Frans zeevaarder (St Malo 1491 - i Sept. 1557), ondernam in 1534 een reis naar het gebied van de St Laurens, vanwaar hij na vijf maanden zonder veel resultaat terugkeerde. In de jaren 1535 en 1536 leidde hij een nieuwe tocht naar die gebieden; hij overwinterde op het eiland Mont Royal (het tegenwoordige Montreal) en achtte de streek geschikt voor kolonisatie.

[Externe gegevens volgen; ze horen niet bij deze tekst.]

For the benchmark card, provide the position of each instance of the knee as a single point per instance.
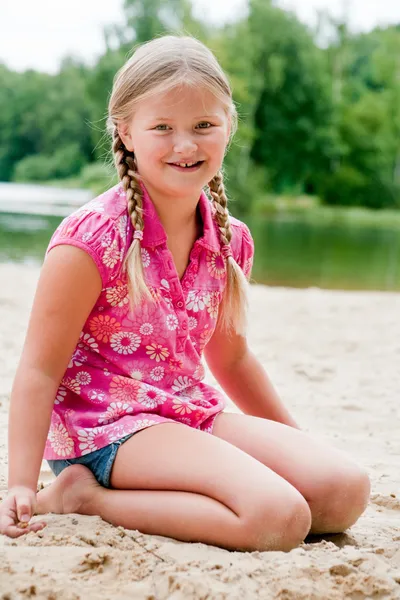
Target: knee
(344, 500)
(282, 526)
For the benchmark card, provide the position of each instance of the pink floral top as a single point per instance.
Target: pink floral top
(133, 370)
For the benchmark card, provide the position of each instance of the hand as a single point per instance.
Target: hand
(16, 511)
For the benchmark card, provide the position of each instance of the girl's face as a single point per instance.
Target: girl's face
(184, 125)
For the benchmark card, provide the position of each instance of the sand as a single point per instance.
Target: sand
(334, 358)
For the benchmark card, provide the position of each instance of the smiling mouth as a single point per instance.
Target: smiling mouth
(187, 166)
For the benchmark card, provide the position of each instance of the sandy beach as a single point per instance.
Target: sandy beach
(334, 358)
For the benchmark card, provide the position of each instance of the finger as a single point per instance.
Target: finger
(37, 526)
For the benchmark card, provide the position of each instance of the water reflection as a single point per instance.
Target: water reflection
(289, 251)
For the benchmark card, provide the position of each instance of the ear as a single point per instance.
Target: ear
(124, 134)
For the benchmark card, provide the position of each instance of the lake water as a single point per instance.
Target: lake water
(289, 251)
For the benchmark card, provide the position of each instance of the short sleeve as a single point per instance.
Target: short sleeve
(246, 256)
(96, 234)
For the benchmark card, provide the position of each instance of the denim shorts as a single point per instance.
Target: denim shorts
(100, 462)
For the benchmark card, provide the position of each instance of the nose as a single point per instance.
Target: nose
(184, 144)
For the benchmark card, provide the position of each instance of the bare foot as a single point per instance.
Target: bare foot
(71, 492)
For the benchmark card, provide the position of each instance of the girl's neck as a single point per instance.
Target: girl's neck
(177, 215)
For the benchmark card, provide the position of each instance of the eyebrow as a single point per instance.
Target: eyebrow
(194, 118)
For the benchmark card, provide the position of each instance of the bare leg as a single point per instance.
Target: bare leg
(189, 485)
(336, 489)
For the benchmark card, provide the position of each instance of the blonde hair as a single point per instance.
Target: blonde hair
(159, 66)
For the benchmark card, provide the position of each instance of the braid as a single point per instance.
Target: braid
(233, 314)
(220, 202)
(125, 163)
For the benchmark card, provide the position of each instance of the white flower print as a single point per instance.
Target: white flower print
(106, 239)
(118, 295)
(138, 369)
(150, 396)
(121, 430)
(97, 396)
(145, 257)
(60, 441)
(87, 236)
(157, 373)
(180, 406)
(72, 384)
(112, 255)
(87, 342)
(165, 284)
(83, 378)
(146, 329)
(124, 389)
(62, 392)
(89, 439)
(114, 411)
(169, 302)
(172, 322)
(181, 382)
(148, 315)
(137, 374)
(216, 265)
(185, 420)
(157, 352)
(199, 372)
(197, 301)
(125, 342)
(192, 323)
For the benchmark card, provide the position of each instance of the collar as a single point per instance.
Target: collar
(154, 233)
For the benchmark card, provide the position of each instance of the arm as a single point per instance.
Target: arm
(68, 287)
(243, 378)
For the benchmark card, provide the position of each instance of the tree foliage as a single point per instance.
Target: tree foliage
(314, 120)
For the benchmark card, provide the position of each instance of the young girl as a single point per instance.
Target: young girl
(136, 286)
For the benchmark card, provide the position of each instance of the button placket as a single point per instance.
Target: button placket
(177, 298)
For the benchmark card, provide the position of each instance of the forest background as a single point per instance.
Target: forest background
(319, 108)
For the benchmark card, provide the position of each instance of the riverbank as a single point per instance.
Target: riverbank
(333, 356)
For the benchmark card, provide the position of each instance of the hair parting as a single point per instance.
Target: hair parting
(156, 67)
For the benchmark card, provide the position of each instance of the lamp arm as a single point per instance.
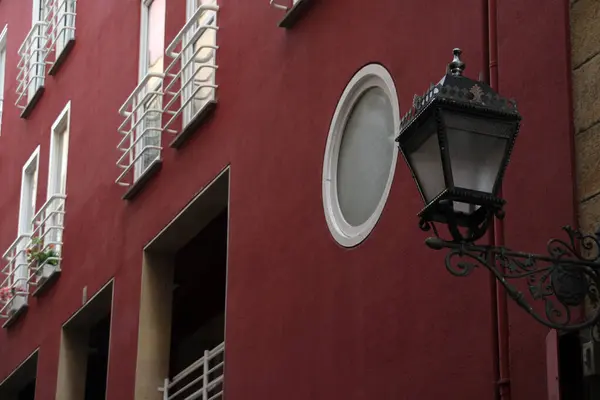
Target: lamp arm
(568, 277)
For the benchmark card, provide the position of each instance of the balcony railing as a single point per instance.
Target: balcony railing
(201, 380)
(31, 66)
(14, 289)
(140, 145)
(60, 29)
(46, 241)
(190, 76)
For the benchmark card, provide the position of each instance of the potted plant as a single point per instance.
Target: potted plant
(38, 255)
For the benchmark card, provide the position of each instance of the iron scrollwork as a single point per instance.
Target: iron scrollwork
(564, 282)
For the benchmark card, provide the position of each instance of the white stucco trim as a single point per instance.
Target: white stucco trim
(372, 75)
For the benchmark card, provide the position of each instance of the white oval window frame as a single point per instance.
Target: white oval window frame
(370, 76)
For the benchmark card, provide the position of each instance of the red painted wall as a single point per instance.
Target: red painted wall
(305, 317)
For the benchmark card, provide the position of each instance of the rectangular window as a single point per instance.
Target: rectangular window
(152, 44)
(29, 177)
(63, 12)
(198, 62)
(27, 207)
(35, 54)
(59, 150)
(57, 183)
(2, 71)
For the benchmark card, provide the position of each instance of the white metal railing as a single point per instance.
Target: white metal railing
(59, 16)
(141, 129)
(277, 5)
(31, 64)
(13, 288)
(46, 240)
(203, 379)
(190, 77)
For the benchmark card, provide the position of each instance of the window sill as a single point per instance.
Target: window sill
(294, 13)
(142, 180)
(13, 318)
(190, 128)
(46, 282)
(34, 100)
(61, 57)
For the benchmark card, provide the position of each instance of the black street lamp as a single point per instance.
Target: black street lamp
(457, 140)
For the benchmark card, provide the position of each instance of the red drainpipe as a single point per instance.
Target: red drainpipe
(499, 303)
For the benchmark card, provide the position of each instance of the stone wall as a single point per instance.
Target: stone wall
(585, 41)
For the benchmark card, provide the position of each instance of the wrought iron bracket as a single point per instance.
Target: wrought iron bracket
(563, 282)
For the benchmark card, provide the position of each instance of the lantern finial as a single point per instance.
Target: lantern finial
(457, 66)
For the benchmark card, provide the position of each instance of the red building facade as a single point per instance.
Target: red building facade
(302, 316)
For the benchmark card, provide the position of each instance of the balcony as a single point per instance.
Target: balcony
(60, 31)
(203, 379)
(14, 288)
(189, 85)
(140, 145)
(45, 247)
(31, 68)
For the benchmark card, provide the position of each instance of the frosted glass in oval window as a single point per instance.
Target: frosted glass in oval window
(365, 157)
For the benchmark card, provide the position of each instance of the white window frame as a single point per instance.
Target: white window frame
(25, 223)
(2, 71)
(139, 168)
(64, 22)
(370, 76)
(33, 162)
(61, 126)
(36, 74)
(188, 113)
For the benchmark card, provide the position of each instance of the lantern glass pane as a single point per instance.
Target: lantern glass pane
(476, 148)
(426, 162)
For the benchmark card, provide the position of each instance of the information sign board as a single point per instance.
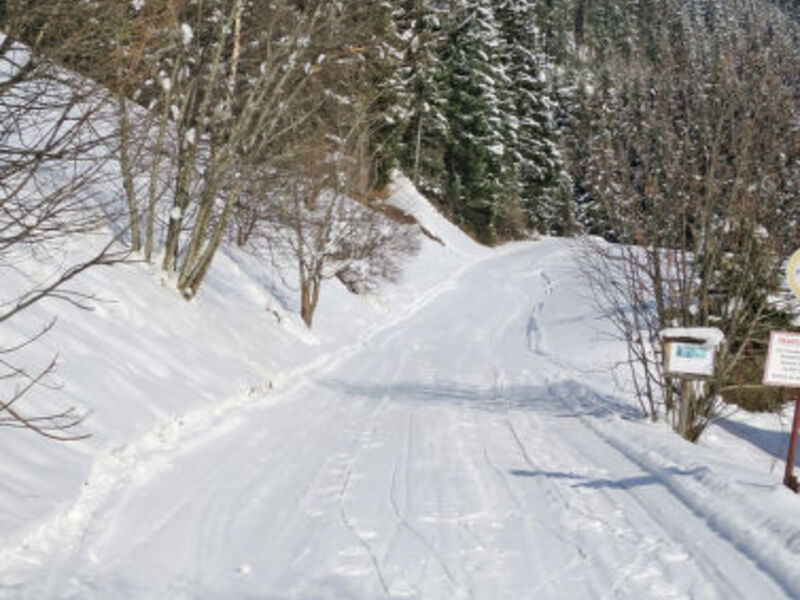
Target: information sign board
(783, 360)
(689, 358)
(793, 273)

In 1541 bracht hij er een aantal kolonisten heen, die als onderkoning zouden hebben François de Roberval. Jaloezie tussen Cartier en Roberval, alsmede conflicten tussen de kolonisten onderling (de meeste waren van het laagste allooi) deden deze eerste Franse kolonisatiepoging in Canada mislukken. Cartier haalde de overgeblevenen terug; de datum van deze laatste reis is niet bekend. Zijn mémoires zijn in 1598 te Parijs uitgegeven onder de titel: Discours du voyage fait par le capitaine Jacques Cartier aux Terres Neufves de Canada.Lit.: Joüon des Longrais, Jacques C. (1888); The Voyages of J. C., publ. from the originals etc. by H. P. Biggar (Ottawa 1924); A collection of documents relating to J.
C. and the Sieur de Roberval. Ed. by H. P. Biggar (Ottawa 1930); G.
Lanctot, Cartier’s first voyage to Canada in 1524, in Canad. Histor. Rev., dl 25 (1944). blz. 233 v.v.